I have tried lots of recipes for pizza dough. There’s a collection on that page.
I opted to make this a very thin pizza but you could do it however you like. I took a pizza dough recipe that used 3 cups flour and used half of that for a pizza that fed 2 of us plus 3 slices left over.
Pizza Margherita
Ingredients
- 1 recipe pizza dough
- 2-3 large tomatoes chopped
- 2-4 cloves garlic sliced very thinly
- a few glugs of olive oil
- some salt
- grated mozzarella to cover the pizza
- 1/4 cup or more fresh basil leaves sliced thinly (roll them up and then slice them all at once, a chiffonade is the term I think)
- grated Parmesan
Instructions
- Make the dough and while it is rising seed the tomatoes by cutting them in half and squeezing the seeds out, then chop the tomatoes and put them in a bowl. Add some olive oil, the garlic and salt and stir then let this sit while the dough rises, about an hour.
- Preheat the oven to 500 or 550, as hot as it will go with a baking stone inside.
- Roll the dough out on a piece of parchment paper.
- Spread some olive oil across the dough, then sprinkle grated Mozzarella or thin slices of Mozzarella or FRESH mozzarella slices across the dough. Spread the chopped tomatoes out on top.
- Bake the pizza by sliding the dough, parchment paper and all, onto the stone. If you've preheated the stone, it's probably 8-10 minutes they say. But pull the parchment paper out after 4-5 minutes.
- When it's done, pull it out and sprinkle some Parmesan cheese across and add the fresh basil slices. Let it sit 5 -10 minutes before slicing.
I didn’t give many measurements here because so much depends! How sauce do you like your pizza? How large is your pizza? How thin did you roll it out? Did you prebake the dough a bit (which I might do next time to get around the not being able to preheat the stone)?
I see recipes for grilling pizzas and they always say cook the dough a few minutes, then flip it, and then top it and cook until done.

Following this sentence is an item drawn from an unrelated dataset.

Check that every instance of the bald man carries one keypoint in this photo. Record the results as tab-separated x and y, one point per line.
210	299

I think I will try the same thing here next time, cooking the plain dough on the unheated stone a few minutes, then flipping it, topping it and finish baking it.
However, even the way I did it, my daughter and I were both marveling over how good it was! And I’ve made pizza for years, but always opted to make a sauce and usually adding pepperoni or a bunch of veggies or both. This was so simple but so good!
Kathy
Great recipe. I had tomatoes and fresh basil to use and this was a perfect and delicious way to use those ingredients. I did buy a frozen pizza dough – save time.
I like grating the mozzarella like you suggested. I also sprinkled some red pepper flakes in the olive oil prior to putting it on the pizza.